Base class for all nonlinear functions. This class provides the basic functionality to dealias the nonlinear terms and perform forward and inverse Fourier transforms.

Arguments:

  • num_spatial_dims: The number of spatial dimensions D.
  • num_points: The number of points N used to discretize the domain. This includes the left boundary point and excludes the right boundary point. In higher dimensions; the number of points in each dimension is the same.
  • dealiasing_fraction: The fraction of the highest resolved mode to keep for dealiasing. For example, 2/3 corresponds to Orszag's 2/3 rule typically used for quadratic nonlinearities. If None, no dealiasing is performed.

Info

Dealiasing is applied both before and after the nonlinear evaluation: the ifft method zeros out high modes before transforming to physical space (pre-dealiasing), and the fft method zeros out high modes after transforming back to Fourier space (post-dealiasing).

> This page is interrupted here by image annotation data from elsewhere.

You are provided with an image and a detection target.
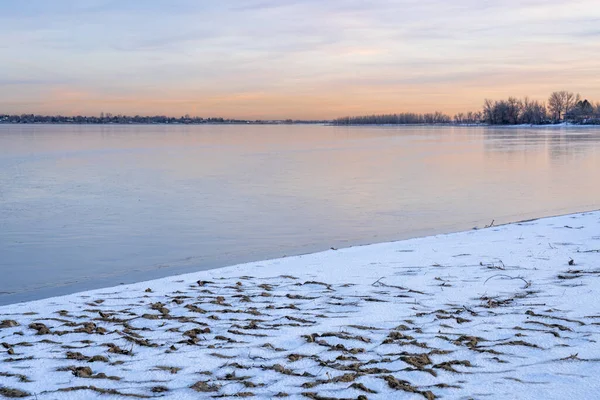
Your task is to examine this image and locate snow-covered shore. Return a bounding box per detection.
[0,212,600,400]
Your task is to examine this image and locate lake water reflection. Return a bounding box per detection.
[0,125,600,304]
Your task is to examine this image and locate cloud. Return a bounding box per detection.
[0,0,600,118]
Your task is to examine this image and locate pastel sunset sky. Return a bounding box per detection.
[0,0,600,119]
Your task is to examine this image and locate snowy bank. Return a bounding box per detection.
[0,212,600,400]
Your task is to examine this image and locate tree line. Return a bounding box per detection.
[0,113,329,125]
[333,90,600,125]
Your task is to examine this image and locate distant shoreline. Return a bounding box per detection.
[0,121,600,129]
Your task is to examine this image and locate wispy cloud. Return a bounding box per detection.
[0,0,600,118]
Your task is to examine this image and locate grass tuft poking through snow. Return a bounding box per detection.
[0,212,600,400]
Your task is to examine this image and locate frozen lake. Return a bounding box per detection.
[0,125,600,304]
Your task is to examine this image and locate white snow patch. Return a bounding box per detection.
[0,212,600,400]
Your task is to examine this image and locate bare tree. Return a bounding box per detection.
[548,90,581,122]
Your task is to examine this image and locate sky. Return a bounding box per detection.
[0,0,600,119]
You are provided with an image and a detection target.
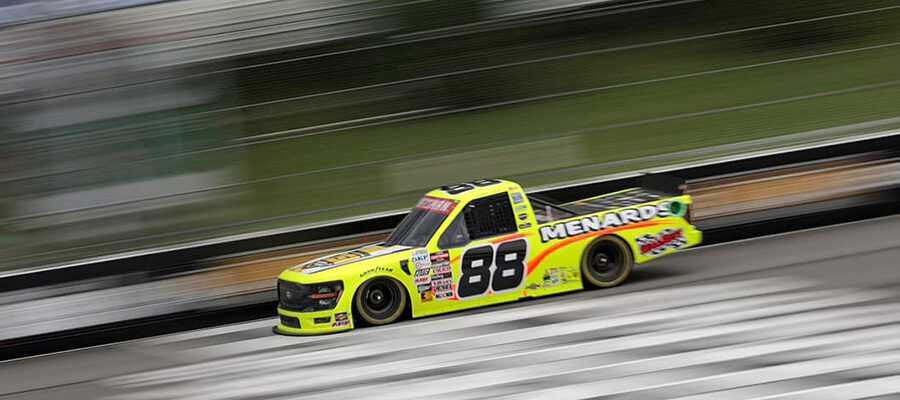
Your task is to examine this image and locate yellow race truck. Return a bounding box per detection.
[275,175,702,334]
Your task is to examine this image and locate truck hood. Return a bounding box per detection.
[291,243,412,274]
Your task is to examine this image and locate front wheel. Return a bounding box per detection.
[353,278,406,325]
[581,236,634,287]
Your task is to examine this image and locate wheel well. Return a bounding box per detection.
[581,233,635,262]
[350,275,412,324]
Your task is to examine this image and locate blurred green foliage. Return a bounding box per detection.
[5,0,900,268]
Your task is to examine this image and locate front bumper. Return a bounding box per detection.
[273,307,353,335]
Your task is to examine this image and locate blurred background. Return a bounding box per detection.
[0,0,900,269]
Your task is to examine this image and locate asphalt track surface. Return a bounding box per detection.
[0,216,900,400]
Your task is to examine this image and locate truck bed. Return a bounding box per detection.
[562,188,669,215]
[531,188,672,224]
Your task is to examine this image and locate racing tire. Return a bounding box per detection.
[353,278,406,325]
[581,236,634,288]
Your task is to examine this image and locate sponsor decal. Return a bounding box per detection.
[541,267,578,288]
[511,192,525,204]
[331,312,350,328]
[400,260,412,275]
[413,196,458,215]
[359,267,394,278]
[635,228,687,256]
[429,251,453,300]
[540,202,670,243]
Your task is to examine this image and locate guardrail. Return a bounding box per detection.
[0,132,900,358]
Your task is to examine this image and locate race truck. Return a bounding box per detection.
[274,175,702,334]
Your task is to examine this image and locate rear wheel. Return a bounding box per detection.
[353,278,406,325]
[581,236,634,287]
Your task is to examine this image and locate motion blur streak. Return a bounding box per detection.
[0,217,900,400]
[0,153,900,340]
[0,0,900,269]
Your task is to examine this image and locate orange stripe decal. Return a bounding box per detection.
[450,232,535,264]
[527,219,674,275]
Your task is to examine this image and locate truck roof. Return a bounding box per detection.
[426,179,524,203]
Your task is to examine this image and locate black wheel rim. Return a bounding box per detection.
[362,280,400,320]
[587,243,625,282]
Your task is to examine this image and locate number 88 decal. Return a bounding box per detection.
[456,239,528,300]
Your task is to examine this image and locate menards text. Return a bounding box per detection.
[540,201,669,242]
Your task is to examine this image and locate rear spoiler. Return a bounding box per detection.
[638,173,685,197]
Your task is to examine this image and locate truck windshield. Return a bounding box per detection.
[384,196,456,247]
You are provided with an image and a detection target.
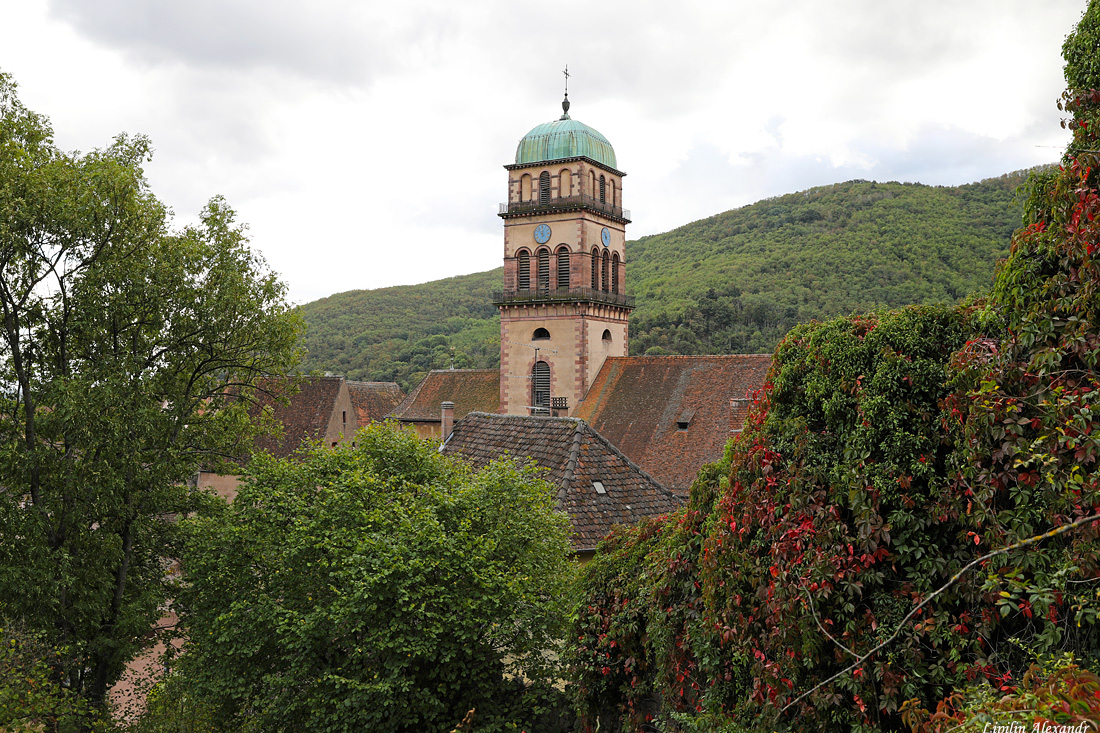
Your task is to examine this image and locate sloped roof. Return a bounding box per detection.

Pre-dealiasing ensures that the physical-space representation is free of aliased modes before computing nonlinear products. Post-dealiasing removes any aliases created by those products, so that the returned nonlinear term is spectrally clean.

Info

Some dealiasing strategies (like Orszag's 2/3 rule) are designed to not fully remove aliasing (which would require 1/2 in the case of quadratic nonlinearities), rather to only have aliases being created in those modes that will be zeroed out anyway. See also Orszag (1971)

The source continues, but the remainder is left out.